Assustada com aquela situação corri em direção a meu amado e entrei em sua frente.

— Ubã, não faça isso! Deixe-o ir?! — Implorei.

— Por nossos ancestrais, não me diga que está apaixonada por esse guerreiro Guajajara.

— Estou! Eu o amo, queria viver o resto da minha vida com ele. — Comecei a chorar.

— Você acaba de me matar de desgosto. Você é a decepção dessa família. — Meu pai me estapeou na face.

Caída no chão, pude ver meu pai degolar Jaguar.

— Eu te expulso dessa aldeia e não te reconheço mais como filha. Que os deuses te amaldiçoem. Suma da minha frente! — O cacique, não tinha mais coragem para chamá-lo de Ubã, ordenou.

Aos prantos clamei aos deuses para arrebatarem as duas tribos com a minha dor e que ambas percebessem que odiar uma a outra não daria a nada.

Aflita, peguei o corpo de Jaguar e, com dificuldade, o arrastei até a caverna mais próxima. Pela época do ano, todas as cavernas e grutas nessa época do ano estavam completamente inundadas.

Eu não fazia ideia do que fazer da minha vida agora que a pessoa que eu mais amava no mundo estava morta. Decidi por um fim nesta dor. Com cuidado, coloquei o corpo de Jaguar em uma das piscinas naturais e peguei o dente canino de um jaguar que meu amado carregava no peito como pingente. Dei um último beijo em Jaguar e enfiei no peito o dente afiado. A última coisa que escutei foi um trovão.

Meu espirito agora havia encontrado com o de Jaguar. Estávamos felizes por estar juntos, mas pelas vidas que Jaguar tirou e por eu ter tirado a minha própria vida, estávamos destinados a viver no reino de Anhangá, o deus do inferno, e sofrer até nos arrependermos completamente de nossos atos e termos direito a reencarnar.
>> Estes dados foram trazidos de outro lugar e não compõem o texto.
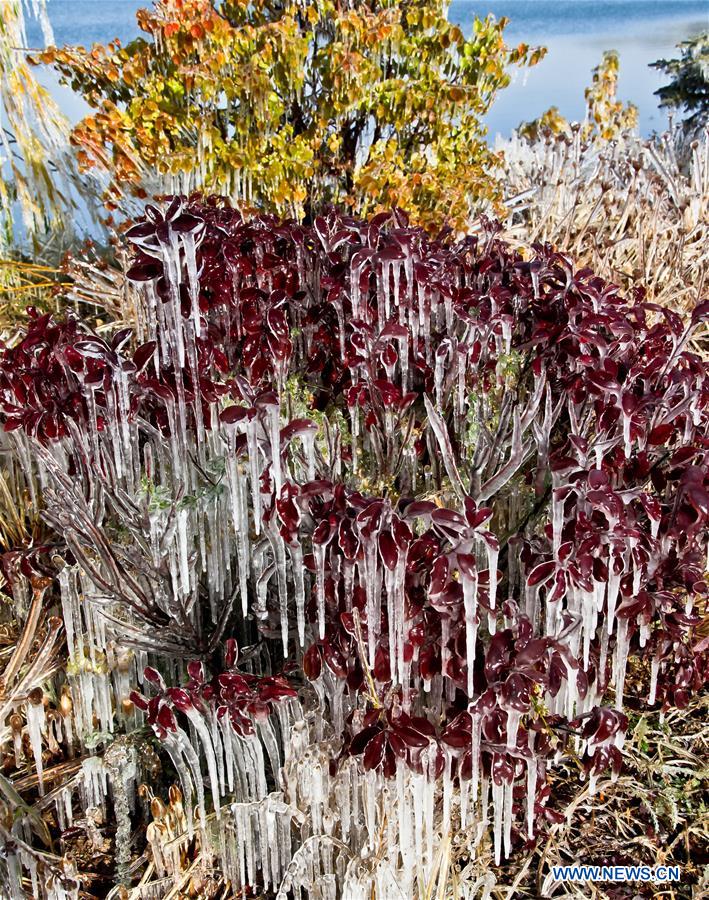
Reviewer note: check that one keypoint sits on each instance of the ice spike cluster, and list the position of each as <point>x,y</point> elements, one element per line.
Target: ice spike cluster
<point>369,528</point>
Demos as mãos, entrelaçamos os dedos e aceitamos nosso destino. Estávamos prontos a ir ao encontro de Anhangá quando fomos surpreendidos por Amanaci, a deusa da chuva.
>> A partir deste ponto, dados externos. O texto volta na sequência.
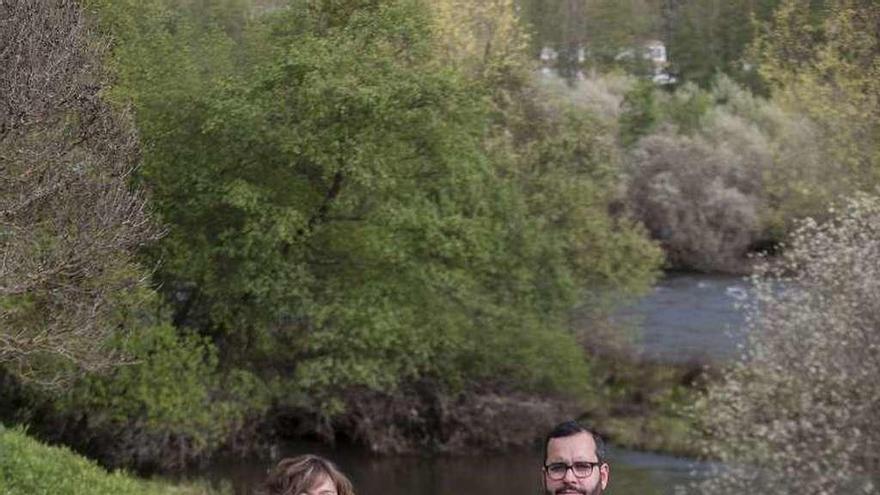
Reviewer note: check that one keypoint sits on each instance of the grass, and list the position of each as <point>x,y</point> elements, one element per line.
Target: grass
<point>28,467</point>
Meus queridos, assisti toda trajetória de vocês dois. É uma pena que algumas pessoas ainda não tenham a capacidade de entender que amor é amor e toda forma de amor deve ser respeitado. Espero que um dia isso mude, apesar de sentir que esse dia vá demorar chegar.

Sorrimos em sinal de gratidão pelas palavras, mas não entendíamos o motivo da deusa ter nos visitado.

— Fiquei tão comovida com essa história de amor que convenci a Tupã a dar a vocês a imortalidade. Vocês podem escolher ir a caminho de Anhangá e cumprirem sua pena até serem capazes de reencarnar novamente na Terra ou virem morar comigo no céu e viverem juntos e felizes por toda eternidade, mas para que isso ocorra, vocês nunca mais terão a oportunidade de habitar o mundo dos humanos.

— Nós aceitamos! — Meu amado e eu dizemos juntos.

A Deusa bateu palma sete vezes e uma tempestade surgiu dentro da caverna. O corpo em que habitávamos desaparecera ao entrar em contato com aquela chuva e antes que percebêssemos fomos transportados até o céu. Saudamos todas as divindades e seguimos juntos até os aposentos que Amanaci havia preparado para gente e tivemos nossa primeira noite juntos como casal.

Os anos passaram e tive a confirmação que a previsão de Ivair estava errada. Os deuses torciam para que todas as tribos fossem capazes de unir suas forças para enfrentar o maior mal que estava pra chegar a nossas terras: o homem branco.